InsightEdge Data Modeling


This section describes how to define the Data Grid model.

Class Annotations

The Data Grid native modeling is designed for Java POJO classes. In order to use Scala case classes with the grid, do the following:

  • Annotate each property in the case class with scala.beans.BeanProperty (instructs the compiler to generate a bean-compatible getter and setter).
  • Mark each property as var.
  • Add a no-args constructor with default values.
See also:

There is partial support for immutable case classes in the data grid. For more information, refer to Constructor Based Properties.

In addition, you can use data-grid specific annotations from org.insightedge.scala.annotation to enhance your data model. @SpaceId is mandatory, the rest is optional.

Here is an example of Product class:

import org.insightedge.scala.annotation._
import scala.beans.{BeanProperty, BooleanBeanProperty}

case class Product(
   @BeanProperty @SpaceId var id: Long,
   @BeanProperty var description: String,
   @BeanProperty var quantity: Int
) {
   def this() = this(-1, null, -1)
}
Annotations and Shell

The Spark shell does not support defining annotations on your class model.

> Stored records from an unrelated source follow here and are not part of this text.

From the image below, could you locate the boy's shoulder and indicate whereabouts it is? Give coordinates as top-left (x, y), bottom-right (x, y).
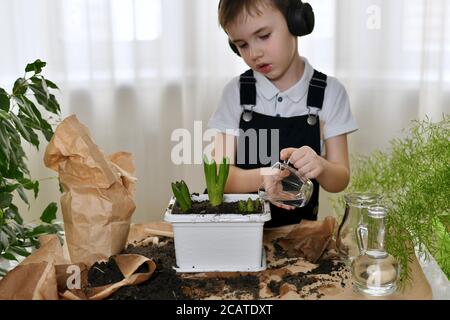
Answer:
top-left (326, 76), bottom-right (347, 96)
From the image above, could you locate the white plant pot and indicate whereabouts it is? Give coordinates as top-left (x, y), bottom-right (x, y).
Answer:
top-left (164, 194), bottom-right (271, 272)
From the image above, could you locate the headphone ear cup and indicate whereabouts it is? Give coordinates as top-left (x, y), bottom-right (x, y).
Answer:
top-left (228, 39), bottom-right (241, 57)
top-left (286, 0), bottom-right (315, 37)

Instead, pre-compile and import your model classes, or use the Zeppelin Web Notebook instead of the shell.

Autogenerate ID

If you want to increment the id property automatically when saving to the data grid, use @SpaceId(autoGenerate = true) (only for String fields).

Indexing

You can improve the speed of data filtering and retrieval operations by indexing relevant fields with the @SpaceIndex annotation.

See also:

For more information, refer to Indexing.


Controlling Spark Partitions

By default there is a one-to-one mapping between Spark and Data Grid partitions. If you want your RDD or DataFrame to have more partitions than Data Grid, you have to mixin org.insightedge.spark.model.BucketedGridModel trait into your class. The BucketedGridModel.metaBucketId property should be uniformly distributed between 0 and 128.